I like a movie that is audacious enough to completely let its imagination run wild, and “April and the Extraordinary World” is such a movie. This French, animated movie, based on a graphic novel by Jacques Tardi, imagines an alternate history where the Franco-Prussian war doesn't happen, and neither do WWI and WWII. Sounds great, but there's also this situation where the scientists of the world have been disappearing, and without the advances they would have brought, Europe is stuck in the steam age, burning up first its coal, then its trees, for energy.
Meanwhile, the Franklins, a multi-generational family of scientists, are working on an invulnerability serum. They work in secret, because the French Empire is conscripting scientists to build weapons for the coming energy war. Thus far, all they have done is create a talking cat named Darwin, but they feel they have finally perfected their serum. Then the law busts in, led by the bumbling Inspector Pizoni. Grandfather “Pops” escapes, while Paul and Annette either disappear or die, leaving their daughter Avril (voiced by Marion Cotillard) to fend for herself. Avril ekes out a living on the streets of Paris while trying to continue her parents' work, until the mystery of the disappearing scientists catches up to her.

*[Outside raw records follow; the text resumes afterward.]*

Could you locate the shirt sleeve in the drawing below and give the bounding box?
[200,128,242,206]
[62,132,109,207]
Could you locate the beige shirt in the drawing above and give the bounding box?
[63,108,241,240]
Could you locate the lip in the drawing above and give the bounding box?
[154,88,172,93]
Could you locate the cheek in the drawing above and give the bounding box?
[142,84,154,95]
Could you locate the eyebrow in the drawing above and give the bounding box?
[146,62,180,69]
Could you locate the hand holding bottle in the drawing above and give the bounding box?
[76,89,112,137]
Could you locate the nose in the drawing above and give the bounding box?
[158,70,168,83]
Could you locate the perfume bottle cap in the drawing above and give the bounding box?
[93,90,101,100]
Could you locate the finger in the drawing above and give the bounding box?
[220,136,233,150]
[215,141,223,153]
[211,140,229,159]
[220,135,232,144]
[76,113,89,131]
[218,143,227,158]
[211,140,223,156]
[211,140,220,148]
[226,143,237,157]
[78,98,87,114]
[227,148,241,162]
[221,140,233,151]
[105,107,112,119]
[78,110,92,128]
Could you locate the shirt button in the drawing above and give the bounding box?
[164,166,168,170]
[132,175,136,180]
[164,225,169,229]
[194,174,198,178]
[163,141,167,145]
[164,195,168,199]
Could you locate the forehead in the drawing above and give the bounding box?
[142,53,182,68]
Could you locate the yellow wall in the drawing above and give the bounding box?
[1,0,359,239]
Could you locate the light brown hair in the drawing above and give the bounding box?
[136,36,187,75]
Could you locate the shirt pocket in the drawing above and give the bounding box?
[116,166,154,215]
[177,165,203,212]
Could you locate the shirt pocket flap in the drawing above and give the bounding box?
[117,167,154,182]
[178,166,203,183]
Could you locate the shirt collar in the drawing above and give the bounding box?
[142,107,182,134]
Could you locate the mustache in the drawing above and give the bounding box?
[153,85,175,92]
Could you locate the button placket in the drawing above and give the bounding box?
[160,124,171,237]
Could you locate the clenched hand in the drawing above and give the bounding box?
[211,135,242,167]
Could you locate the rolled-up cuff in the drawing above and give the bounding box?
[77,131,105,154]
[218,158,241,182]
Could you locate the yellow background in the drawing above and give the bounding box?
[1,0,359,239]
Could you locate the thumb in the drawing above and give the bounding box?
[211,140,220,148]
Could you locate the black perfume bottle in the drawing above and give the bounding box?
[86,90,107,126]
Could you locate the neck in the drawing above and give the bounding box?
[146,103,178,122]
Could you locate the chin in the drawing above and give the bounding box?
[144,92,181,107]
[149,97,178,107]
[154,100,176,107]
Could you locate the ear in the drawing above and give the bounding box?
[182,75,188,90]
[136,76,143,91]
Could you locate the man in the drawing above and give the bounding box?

The film never explores the question of why the Franklins continue working on this invulnerability serum, which any thinking person must realize is a dangerous idea. One wonders why they don't work on an alternative energy source for their smog-choked society. Still, this is a movie for kids, and it is action-packed enough that they aren't likely to question its premise.
The Japanese seem to get all the animation cred, but for my money some of the best non-Pixar, animated films these days come out of France. Consider “The Triplets of Belleville” (2003), "A Cat In Paris" (2010), “Ernest and Celestine” (2012), and my personal favorite, "A Town Called Panic" (2010). I wouldn't quite put “April and the Extraordinary World” in the same class with those films. It's feels more kid-oriented. It's a decent film, though, better than most of what you could watch with your kid.